Objective: To investigate the effects of different durations of thromboembolism on blood gases, hemodynamic parameters, pulmonary arteriography and thrombo-pathology in an animal model mimicking chronic pulmonary thromboembolism (PTE).
Methods: Sixteen dogs were embolized with five thrombi developed by autologous blood into the left lower pulmonary artery (n = 15) and the right lower pulmonary artery (n = 1, used to confirm the available method of selective embolization). The 15 dogs were divided into three groups: sham group (n = 5), one-week group (n = 5) and two-week group (n = 5) according to the different durations of embolization. Swan-Ganz catheter was used to guide a plastic duct, through which the thrombi were injected selectively into the left or right lower pulmonary artery by X-ray fluoroscopy. Local pulmonary arteriography of lower pulmonary arteries was taken. Blood pressure (BP), and blood gases were measured.
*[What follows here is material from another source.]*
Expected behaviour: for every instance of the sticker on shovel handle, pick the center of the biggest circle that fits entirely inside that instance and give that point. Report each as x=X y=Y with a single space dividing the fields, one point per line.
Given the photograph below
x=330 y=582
Central venous pressure (CVP), mean pulmonary arterial pressure (MPAP), pulmonary arteriole wedge pressure (PAWP), and cardiac output (CO) were recorded, and pulmonary vascular resistance (PVR) was calculated. Each dog underwent muscular injection with tranexamic acid for one or two weeks to prevent thrombolysis. The lower lung lobe was dissected to confirm the thromboembolism after one or two weeks. The lung sections were stained with phosphotungstic acid hematoxylin (PTAH) to observe thromboemboli with optical microscopy.
Results: In the PTE group, PaO(2)/FiO(2), MPAP and PVR changed significantly as compared to baseline values (P < 0.05) after one hour of embolization, with MPAP increasing from (15 +/- 3) mm Hg to (21 +/- 4) mm Hg, PVR increasing from (178 +/- 114) mm Hg.s/L to (404 +/- 260) mm Hg.s/L, and PaO(2)/FiO(2) decreasing from (508 +/- 58) mm Hg to (395 +/- 100) mm Hg; these parameters returned to the baseline values one or two weeks later. After embolization, pulmonary arteriography demonstrated lower lobar artery cut-off perfusion defects. One week later, pulmonary arteriography demonstrated irregularities and stiffness of the arterial wall, enlarged proximal part of lower pulmonary artery and cut-off perfusion defects. Poor filling at embolus site was evident after embolization for two weeks. In the 1-week PTE group, organized tissue covered with the blue-purple fibrin nest was observed in the thrombus with PTAH stain. In the two-week group, the well organized thrombi were partially recanalized and surrounded and invaded by hyperplastic tissues from pulmonary artery wall.
Conclusions: A canine model mimicking chronic PTE can be established by the use of fibrinolytic inhibitor tranexamic acid. Different manifestations on pulmonary arteriography and varied degree of organization of thrombi are evident at different times after embolization.